There will be occasions when your website might be thrown out of a search engine for no reason at all. Actually you may not even have done anything wrong at all and you may still be thrown out. Why would that be? If you follow standard web design practices and a substantial number of websites start to employ the same tricks, it is not uncommon for search engines to penalize all websites so that they can control search engine manipulation. In other words, you are simply a victim of search engine algorithm change. (Related article: How to do marketing for your website?)

What can you do if a search engine blacklists your website?

  1. You can write to them. However, except for Google, do not even expect that your email will be read by a human being. You might simply receive an automated response. With the huge number of websites on the Internet and the number of emails that the search engine staff might receive, it is unreasonable for you to expect that someone will actually read that email. Most companies do not bother to read or respond to emails unless they are from paying customers.
  2. Another point to remember is that in most cases blacklisting of a website is not done by a human. It is an automated process. Thus, changing the database to include a website that has been thrown out by a computer is not easy.
  3. Most search engines do provide some guidelines about what they consider as unacceptable practices for web design. Read these carefully and if you realize that some of them apply to you, try to redesign your website. But as I said before, a practice that is encouraged by one search engine may mean blacklisting by another.
  4. Finally, it is important to understand that some of the search engines use these methods to force you to pay them for inclusion in their results. This is simply a desperate attempt by these search engines to make money either through a listing or through advertising.

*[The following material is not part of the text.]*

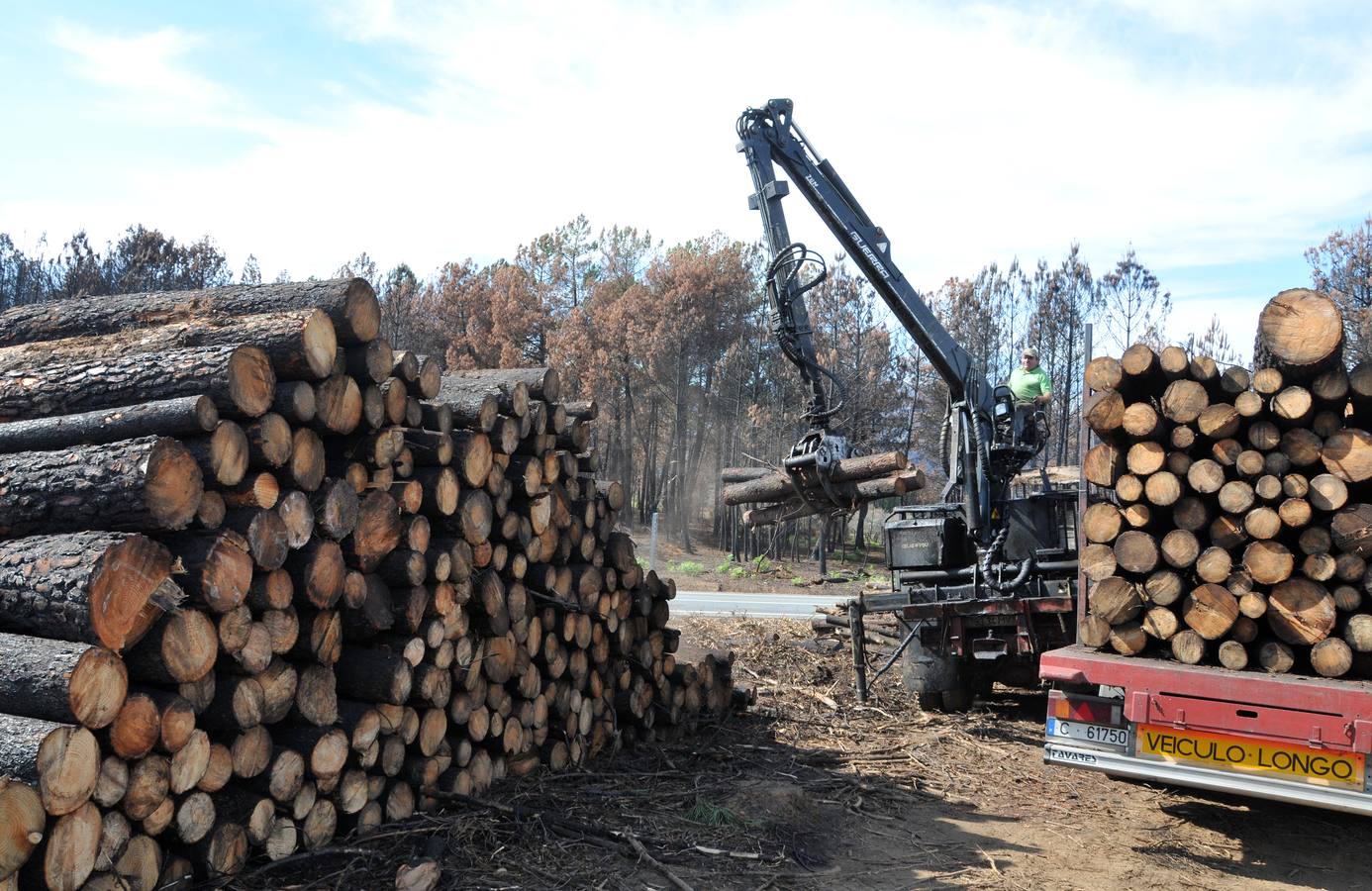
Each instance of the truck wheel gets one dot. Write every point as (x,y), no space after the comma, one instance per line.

A snapshot of the MSN search page.

Suggested strategy if you get blacklisted

While it is important to use good web design practices, you do not have to change your practice if you rank well in most search engines but one of them bans you. However, if your analysis shows that you can make minor changes to satisfy the requirements of that search engine, it is fine to do so but most search engines do not have automatic reinclusion feature. In other words, the system will throw you out but will not automatically include you back because once you are thrown out, the spiders stop crawling your website. So my suggestion is that you should simply move on and focus on other search engines.